Thu, 27 May 2004

Govt to provide 13th-month bonus to civil servants

Moch. N. Kurniawan, Jakarta

The government passed on good news on Wednesday to around 5 million active and retired civil servants and Indonesian Military and National Police personnel that they would receive doubled salaries and pension funds in June.

State Minister of Administrative Reforms Feisal Tamin told a House of Representatives hearing that the government would pay next month a 13th-month salary and pension bonus in an effort to improve civil servants' welfare.

"The extra salary will be equal to their regular monthly income, which consists of a basic salary and family and living allowances," Feisal told House Commission II for legal and domestic affairs.

The policy is expected to cost the state at least Rp 5.5 trillion (US$611 million), according to Feisal.

He said the government would issue a regulation to enable it disburse the funds for the 13th-month bonus.

"At present, a draft government regulation is with the State Secretary, and it is expected to be submitted to President Megawati Soekarnoputri soon," he said.

Commission II deputy chairman Abdul Rachman Gaffar said the House fully supported the policy.

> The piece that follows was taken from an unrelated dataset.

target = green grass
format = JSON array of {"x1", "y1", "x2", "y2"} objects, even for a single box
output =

Feisal said the government had increased the basic salary of civil servants, police and military personnel, as well as pension allowance for retirees through Government Regulation Nos. 11, 12, 13 and 14, all issued last year.

Living allowances for police have also been increased in accordance with a presidential decree, while the President is studying a planned rise in allowances for judges.

Separately, Feisal also announced that 495 civil servants would resign or be dismissed, as they had joined political parties.

Data at the administrative reforms office shows that of these, 324 joined political parties in 1999 and 171 contested the April 5 legislative election.

Of the 114 civil servants who were nominated legislative candidates, 63 had been dismissed or had retired voluntarily, 50 were in the process of being dismissed and one had passed away, he said.

Commission II has urged Feisal to take firm action against those who did not have a clear status due to their decision to be nominated as legislators in the recent election.

Of the 151 civil servants who joined parties after the implementation of Law No. 43/1999 on general elections, 85 were dismissed or retired, three had decided to request that they be reinstated as civil servants, 29 were in the process of being dismissed and one had passed away, while 33 others had no clear status.

Of the 173 civil servants who had joined parties since 1999, 11 were dismissed, 97 reinstated, six were in the process of being dismissed and the remaining 59 had no clear status.

Feisal said civil servants were also not permitted to participate in presidential campaigns, and that he had issued a circular on sanctions that would be imposed on those who breached political neutrality, which included immediate dismissals.